Mimine était resté sagement à attendre vers la barrière que Momo revienne. Elle l'avait en visuel et cela la rassurait un petit peu.
Momo revenait et Mimine s'avança vers lui.
- Alors, que se passe-t-il ici, nous sommes à Mornay et rien n'est pareil qu'à notre départ.
- Que diantre, ma brave Mimine, il me semble, du moins dussé-je me tromper que je ne le pourrais, nous sommes à une autre époque, c'est évident.
- Mais c'est affreux, comment allons nous revenir à notre époque ?
- Hé bien, je n'y puis point répondre chère chatmoiselle. Mais peut-être que Pépère aurait une brillante idée venue de sa maman fée Chouânne. Bien qu'il me fut pénible de souscrire à son aide, je le ferais même de mauvaise grâce madame. Justement, alors que nous parlions de ce butor, nous le voici en ces terres qui furent les miennes. D'ailleurs, je me forligne à l'anachronisme, car je devrais dire qui seront mes terres puisque c'est indubitablement vrai, nous sommes à une époque où nous tous nous n'étions point nés.
Pépère arrivait l'air joyeux comme si de rien n'était.
Lolo quant à lui arrivait de la soucoupe bien que Momo lui avait demandé de la garder.
Momo le vit, mais ne fut pas fâché sachant l'atroce vérité sur ce qui se passait.
Pêcheur, Coin-coin et Dranac arrivaient en même temps et se posèrent devant Momo.
- Toc toc toc, c'est épouvantable tout à disparu.
- Fle fle fle, Cookie et Lucie ne sont plus là, fle fle fle, est-ce que je reverrai un jour ma love gendarme poète.
- Fle fle fle fle, c'est dramatique, il semble que nous soyons revenus en arrière, que se passe-t-il, fle fle fle fle.
Lolo vint derrière Momo et Mimine et fit le même constat. Il connaissait bien ce champ et il n'était plus pareil, les arbres qu'il connaissait étaient plus petit et plus jeune qu'avant.
Pépère lui arrivait avec Chatdore et ces deux-là semblaient guillerets.
- Alors, monsieur, ceci vous mit l'amusement au cœur, vous êtes incorrigibles. Sachez butor que nous sommes dans une époque que ne fut point la nôtre et vous rigolez bêtement.
- Du calme monsieur mal brossé, oui, nous le savons ça. Figurez-vous que nous avons vu mon moinillon et il a environ dix ans.
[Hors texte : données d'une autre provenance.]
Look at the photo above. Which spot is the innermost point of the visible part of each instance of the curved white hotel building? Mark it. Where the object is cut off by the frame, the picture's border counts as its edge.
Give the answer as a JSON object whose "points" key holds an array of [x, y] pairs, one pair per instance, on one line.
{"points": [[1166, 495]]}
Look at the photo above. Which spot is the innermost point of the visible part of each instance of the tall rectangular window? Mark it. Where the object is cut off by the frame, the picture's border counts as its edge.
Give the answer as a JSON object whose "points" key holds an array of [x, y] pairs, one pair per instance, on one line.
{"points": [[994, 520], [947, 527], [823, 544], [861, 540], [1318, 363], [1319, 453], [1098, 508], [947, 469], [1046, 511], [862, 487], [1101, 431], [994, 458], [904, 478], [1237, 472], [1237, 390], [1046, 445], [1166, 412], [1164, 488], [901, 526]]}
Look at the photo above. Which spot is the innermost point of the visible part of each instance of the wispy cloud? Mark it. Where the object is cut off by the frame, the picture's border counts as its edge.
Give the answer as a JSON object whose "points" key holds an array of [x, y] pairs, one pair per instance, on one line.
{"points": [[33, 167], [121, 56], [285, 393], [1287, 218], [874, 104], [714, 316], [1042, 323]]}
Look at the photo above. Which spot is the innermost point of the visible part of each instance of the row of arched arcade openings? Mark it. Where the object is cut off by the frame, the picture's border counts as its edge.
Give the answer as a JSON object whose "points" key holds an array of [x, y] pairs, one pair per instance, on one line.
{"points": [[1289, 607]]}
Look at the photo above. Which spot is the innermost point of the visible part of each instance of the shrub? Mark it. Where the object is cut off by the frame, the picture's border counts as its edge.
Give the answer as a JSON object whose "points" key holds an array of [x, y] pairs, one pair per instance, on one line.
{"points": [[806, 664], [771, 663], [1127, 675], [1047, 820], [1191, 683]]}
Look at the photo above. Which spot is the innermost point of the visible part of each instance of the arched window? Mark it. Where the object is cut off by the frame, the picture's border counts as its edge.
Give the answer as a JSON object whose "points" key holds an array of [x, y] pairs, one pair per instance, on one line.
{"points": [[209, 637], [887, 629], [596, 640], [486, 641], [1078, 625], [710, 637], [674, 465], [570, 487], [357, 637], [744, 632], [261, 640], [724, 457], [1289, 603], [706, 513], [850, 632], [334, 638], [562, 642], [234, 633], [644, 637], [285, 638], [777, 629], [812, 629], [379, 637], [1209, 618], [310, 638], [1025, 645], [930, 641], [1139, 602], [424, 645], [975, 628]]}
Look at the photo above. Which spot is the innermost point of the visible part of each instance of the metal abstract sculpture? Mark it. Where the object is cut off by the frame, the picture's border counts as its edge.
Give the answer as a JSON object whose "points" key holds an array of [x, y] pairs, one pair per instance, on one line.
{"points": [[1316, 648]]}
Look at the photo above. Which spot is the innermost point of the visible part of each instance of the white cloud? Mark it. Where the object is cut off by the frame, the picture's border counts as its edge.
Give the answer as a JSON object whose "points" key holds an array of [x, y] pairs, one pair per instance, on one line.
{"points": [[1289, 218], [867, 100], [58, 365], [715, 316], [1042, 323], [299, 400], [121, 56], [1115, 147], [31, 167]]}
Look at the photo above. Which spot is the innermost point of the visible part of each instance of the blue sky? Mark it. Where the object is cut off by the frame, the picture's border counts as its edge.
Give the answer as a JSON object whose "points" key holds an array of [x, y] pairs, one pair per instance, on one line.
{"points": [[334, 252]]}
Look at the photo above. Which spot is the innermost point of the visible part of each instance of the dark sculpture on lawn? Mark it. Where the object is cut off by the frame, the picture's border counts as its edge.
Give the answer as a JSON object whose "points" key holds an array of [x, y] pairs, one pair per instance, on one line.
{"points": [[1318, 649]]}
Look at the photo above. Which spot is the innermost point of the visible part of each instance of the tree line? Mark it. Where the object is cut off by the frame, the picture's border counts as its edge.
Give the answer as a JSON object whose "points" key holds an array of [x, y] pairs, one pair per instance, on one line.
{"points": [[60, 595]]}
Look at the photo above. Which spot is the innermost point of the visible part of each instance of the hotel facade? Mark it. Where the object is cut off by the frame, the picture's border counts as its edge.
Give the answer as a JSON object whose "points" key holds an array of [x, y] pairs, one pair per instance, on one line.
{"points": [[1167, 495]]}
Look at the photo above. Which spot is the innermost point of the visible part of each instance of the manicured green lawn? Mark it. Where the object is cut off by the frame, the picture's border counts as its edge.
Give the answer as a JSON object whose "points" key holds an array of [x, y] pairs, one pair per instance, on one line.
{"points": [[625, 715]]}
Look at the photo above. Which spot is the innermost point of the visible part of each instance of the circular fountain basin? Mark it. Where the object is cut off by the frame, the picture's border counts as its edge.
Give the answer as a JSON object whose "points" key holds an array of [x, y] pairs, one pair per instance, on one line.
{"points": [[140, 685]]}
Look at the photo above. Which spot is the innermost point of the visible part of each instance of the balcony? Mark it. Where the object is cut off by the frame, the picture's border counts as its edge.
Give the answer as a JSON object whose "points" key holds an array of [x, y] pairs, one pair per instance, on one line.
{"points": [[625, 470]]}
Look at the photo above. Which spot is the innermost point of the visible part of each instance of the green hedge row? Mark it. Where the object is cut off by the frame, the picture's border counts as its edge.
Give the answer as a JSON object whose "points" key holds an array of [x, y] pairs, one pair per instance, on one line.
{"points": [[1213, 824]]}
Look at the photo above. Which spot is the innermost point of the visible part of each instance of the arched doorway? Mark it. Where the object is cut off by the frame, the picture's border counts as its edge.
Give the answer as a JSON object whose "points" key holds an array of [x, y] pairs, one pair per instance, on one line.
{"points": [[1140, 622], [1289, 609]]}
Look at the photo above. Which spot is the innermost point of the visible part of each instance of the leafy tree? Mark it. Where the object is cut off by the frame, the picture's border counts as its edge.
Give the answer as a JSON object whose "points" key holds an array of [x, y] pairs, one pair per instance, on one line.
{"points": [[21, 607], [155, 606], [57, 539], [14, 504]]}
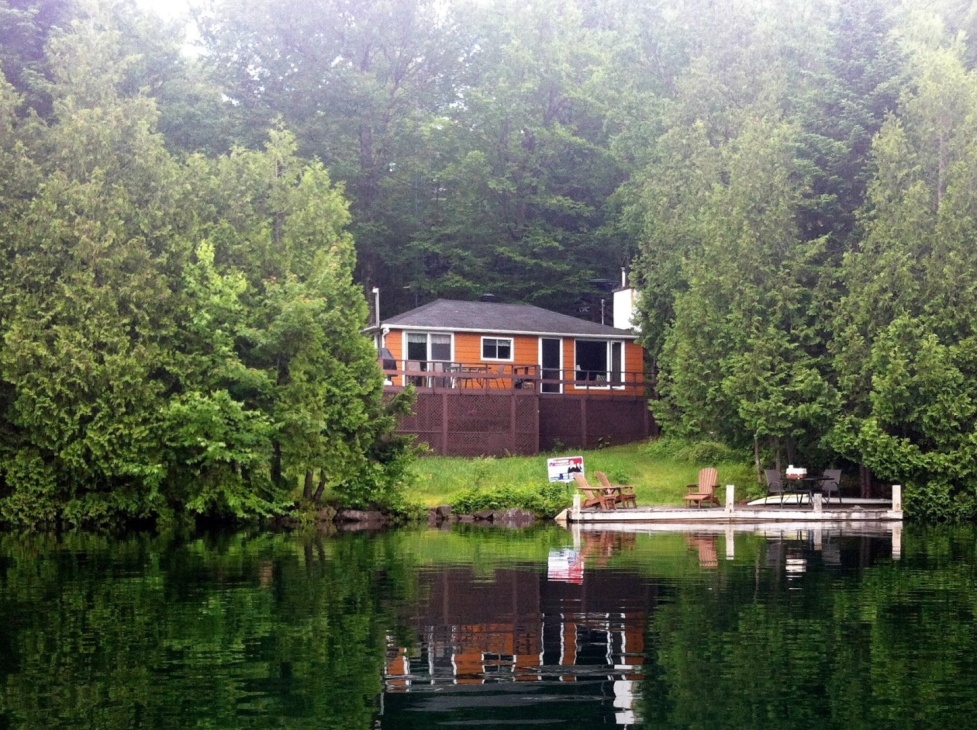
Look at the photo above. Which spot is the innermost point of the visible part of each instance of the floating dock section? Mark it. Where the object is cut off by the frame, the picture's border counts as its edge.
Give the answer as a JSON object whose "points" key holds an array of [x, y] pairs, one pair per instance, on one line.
{"points": [[795, 508]]}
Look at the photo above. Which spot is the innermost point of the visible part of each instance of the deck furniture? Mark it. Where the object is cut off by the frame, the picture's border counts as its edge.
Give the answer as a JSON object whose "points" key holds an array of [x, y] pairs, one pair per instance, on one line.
{"points": [[705, 489], [775, 484], [594, 496], [804, 485], [831, 483], [623, 493]]}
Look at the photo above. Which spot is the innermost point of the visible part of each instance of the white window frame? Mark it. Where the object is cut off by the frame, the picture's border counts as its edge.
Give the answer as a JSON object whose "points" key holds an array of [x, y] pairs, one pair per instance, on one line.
{"points": [[427, 336], [512, 349], [608, 383]]}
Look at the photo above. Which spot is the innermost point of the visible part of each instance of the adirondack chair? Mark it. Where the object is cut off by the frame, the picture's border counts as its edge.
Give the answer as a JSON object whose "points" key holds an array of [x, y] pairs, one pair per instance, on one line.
{"points": [[775, 484], [705, 490], [623, 494], [593, 496], [832, 479]]}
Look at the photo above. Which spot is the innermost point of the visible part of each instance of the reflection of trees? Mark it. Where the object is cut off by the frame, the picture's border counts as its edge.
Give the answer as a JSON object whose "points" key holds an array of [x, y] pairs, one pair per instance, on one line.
{"points": [[888, 649], [232, 633]]}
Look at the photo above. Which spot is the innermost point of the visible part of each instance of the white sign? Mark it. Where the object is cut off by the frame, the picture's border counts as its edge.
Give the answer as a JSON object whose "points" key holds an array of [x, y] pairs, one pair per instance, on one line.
{"points": [[563, 468], [565, 566]]}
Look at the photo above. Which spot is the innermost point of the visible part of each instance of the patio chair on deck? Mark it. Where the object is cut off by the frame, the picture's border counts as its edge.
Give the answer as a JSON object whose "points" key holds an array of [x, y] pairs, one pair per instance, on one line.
{"points": [[775, 484], [831, 483], [705, 490], [624, 493], [593, 496]]}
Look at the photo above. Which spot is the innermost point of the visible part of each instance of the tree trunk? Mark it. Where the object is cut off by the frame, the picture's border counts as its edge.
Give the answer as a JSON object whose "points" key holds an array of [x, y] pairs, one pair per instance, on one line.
{"points": [[317, 497], [865, 478], [756, 458]]}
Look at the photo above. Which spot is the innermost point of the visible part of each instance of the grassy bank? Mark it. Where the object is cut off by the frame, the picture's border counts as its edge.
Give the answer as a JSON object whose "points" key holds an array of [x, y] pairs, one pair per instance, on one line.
{"points": [[659, 473]]}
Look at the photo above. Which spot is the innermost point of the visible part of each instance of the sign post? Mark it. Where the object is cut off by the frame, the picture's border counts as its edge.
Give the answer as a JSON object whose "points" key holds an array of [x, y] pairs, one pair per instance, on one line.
{"points": [[563, 468]]}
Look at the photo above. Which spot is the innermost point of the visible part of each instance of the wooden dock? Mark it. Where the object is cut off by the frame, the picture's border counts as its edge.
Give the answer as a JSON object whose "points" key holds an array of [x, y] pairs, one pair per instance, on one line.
{"points": [[796, 508]]}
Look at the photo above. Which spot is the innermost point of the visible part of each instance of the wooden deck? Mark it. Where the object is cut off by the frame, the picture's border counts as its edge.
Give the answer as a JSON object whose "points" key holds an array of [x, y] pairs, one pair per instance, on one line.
{"points": [[768, 510]]}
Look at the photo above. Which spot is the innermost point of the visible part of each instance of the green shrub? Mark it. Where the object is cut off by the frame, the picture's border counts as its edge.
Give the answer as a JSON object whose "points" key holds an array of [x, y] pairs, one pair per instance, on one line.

C'est pour ça que nous rigolons, car il en fait déjà des bien bonnes figure toi, Momo.
- Donc étant donné qu'il a quarante-cinq ans, nous sommes revenu, vingt-cinq ans en arrière, mais c'est effroyable et vous souriez toujours, espèce de godelureau si nous étions sur mes terres, je vous aurais puni.
- Du calme monsieur mal brossé, ce qui me fait rire, c'est qu'en réalité, il a au moins cent quarante-cinq ans alors nous sommes un siècle en arrière.
- Et qu'est qui te fait dire une chose pareille ?
- Ne l'écoutez pas chatmoiselle, ce butor est en plein délire assurément.
- Hé bien, Mimine, je vois que notre aristochat n'est même pas capable de se réjouir d'être en dix-huit cents alors que c'est son époque pourtant.
Momo écoutait Pépère en soupirant et ne préférait pas répondre à la provocation.
- En dix-huit cents, tu es sur Pépère ?
- Bien sûr Chatdore écoute cette histoire et tu comprendras que mon déjanté des bouteilles de bière hindou pour alcoolique Coréen a en réalité cent quarante-cinq ans.
- Tout est né d'un voyage en avion vers l'Arabie Saoudite. Voilà le nezal de Sancoins est originaire de là-bas et suite à un service qu'il lui avait rendu, il était parti là-bas se faire payer en liquide si tu vois ce que je veux dire.
- Diantre, nous sommes égarés dans une époque et ce butor ne pense qu'à conter des calembredaines qui n'ont aucun fondement.
- Hé bien, monsieur mal brossé, laissez moi finir mon histoire et vous en jugerez par vous-même.
Donc, un jour, je m'étais rentré une poutre dans la patte et suite à ça, je finissais chez le nezal de Sancoins.
Momo écoutait cette histoire et ne pensait qu'à une chose réussiraient ils, tous, à retrouver leur époque.
Nos amis, réussiraient-ils à trouver une solution à leur problème
La suite demain..
Heureusement, car, j'ai besoin de lui pour écrire mon histoire, et qu'allons nous manger nous autres s'il ne nous ramène pas tous les matins une boulangerie entière et un musée, chat chat chat.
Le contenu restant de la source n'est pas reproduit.